Throughout the day at the Ambassador Hotel, we see RFK’s advance team making ready for the big victory party they’re going to have later on in the evening, when Kennedy wins the California primary. Two campaign workers joke about which cabinet posts they’re going to get. Two campaign volunteers slough off and drop acid in a room upstairs with Ashton Kutcher, who appears to be wearing a hippie outfit purchased in a Wal-Mart Halloween display. And a Czech journalist hangs around, hoping for an interview.

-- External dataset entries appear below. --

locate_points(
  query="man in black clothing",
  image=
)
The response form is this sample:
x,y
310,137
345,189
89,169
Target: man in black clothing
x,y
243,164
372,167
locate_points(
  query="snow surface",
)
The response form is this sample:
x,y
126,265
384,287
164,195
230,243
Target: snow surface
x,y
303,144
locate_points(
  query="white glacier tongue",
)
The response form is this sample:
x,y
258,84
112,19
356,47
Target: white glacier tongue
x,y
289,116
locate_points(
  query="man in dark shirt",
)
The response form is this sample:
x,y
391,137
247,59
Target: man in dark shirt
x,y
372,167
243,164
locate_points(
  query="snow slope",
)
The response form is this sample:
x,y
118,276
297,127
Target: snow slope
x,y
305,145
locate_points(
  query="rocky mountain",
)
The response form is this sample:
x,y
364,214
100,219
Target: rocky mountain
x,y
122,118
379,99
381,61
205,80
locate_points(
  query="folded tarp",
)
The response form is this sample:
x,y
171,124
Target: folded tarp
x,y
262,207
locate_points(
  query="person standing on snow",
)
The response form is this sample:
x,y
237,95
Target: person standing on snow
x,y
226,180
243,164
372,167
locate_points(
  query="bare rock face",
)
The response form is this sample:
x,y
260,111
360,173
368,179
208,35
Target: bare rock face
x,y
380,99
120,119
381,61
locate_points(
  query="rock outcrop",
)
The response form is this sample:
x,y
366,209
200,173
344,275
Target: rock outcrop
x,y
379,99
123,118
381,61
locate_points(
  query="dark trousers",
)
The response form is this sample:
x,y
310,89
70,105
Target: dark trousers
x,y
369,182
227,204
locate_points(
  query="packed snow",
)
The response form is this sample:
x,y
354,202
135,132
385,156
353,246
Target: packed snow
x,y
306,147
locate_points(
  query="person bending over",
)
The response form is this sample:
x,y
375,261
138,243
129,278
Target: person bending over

Kennedy is shown only in contemporary film clips (on two occasions, we are shown the back of Kennedy’s head). There’s a great deal of talk about how he is certain to be the next president of the United States, and about the great hope he has given to the poor and the meek and the struggling and the black and the white and the brown.

But what’s interesting is that the clips we’re shown, which are intended to display RFK as a secular saint, reveal only that he was exactly the same sort of politician we just saw in the hundreds across the country during the recent election season. He’s shown talking to children in awkward terms about the environment, using the “despair” of Americans in the industrial belt as a backdrop for a picturesque campaign appearance, expressing sorrow over the racial divide, and criticizing an unpopular war. The only surprising element is that, speaking extemporaneously, it appears his grammar was poor enough to make George W. Bush seem like Strunk, or maybe even White.

Thus, if you don’t come to the theater already disposed to believe Bobby Kennedy was destined to convert this troubled country into a utopia of egalitarian brotherhood, you may find it difficult to understand the reverential sentimentality with which the movie’s characters discuss RFK. Or why so many liberals have felt for the past 38 years that the killing of Robert F. Kennedy was the hinge moment in history that set America on the course to an evil conservative future. It’s not just the bad grammar that’s Bush-like; every word out of Kennedy’s mouth sounds like nothing so much as “compassionate conservatism.”

Bobby‘s broad brush evocation of the 1960s–makeup, clothing, interior decorating–always offers something entertaining to look at. The go-go hair extensions on the female performers are amusing; Demi Moore hits the stage with a half-decomposed Brillo Pad on her head as she warbles “Louie Louie.” And some of the acting is excellent, especially Sharon Stone’s.

The movie ends with a scene of the carnage in the kitchen of the Ambassador where Kennedy was shot, along with those five bystanders. (None of the characters shot in the movie is based on a real-life victim.) The only sound we hear is a gorgeously eloquent Kennedy speech bemoaning the violence in America and how terrible it is that we commit violence against each other. Kennedy, the movie is saying, was such a prophet that he prophesied his own death.

Only that’s not the story of his death. Kennedy was not killed in a random act of American-on-American violence. Sirhan Sirhan is a Palestinian, and the assassination was an overtly political act–Sirhan’s own contemporaneous diary entries demonstrate he wanted Kennedy dead because he thought RFK was too friendly to Israel. The Kennedy assassination was the first act of Arab terrorism on American soil.

But who cares about all that when there’s a ripping chess game going on in the lobby? Pawn to queen’s bishop three!

John Podhoretz is THE WEEKLY STANDARD‘s movie critic.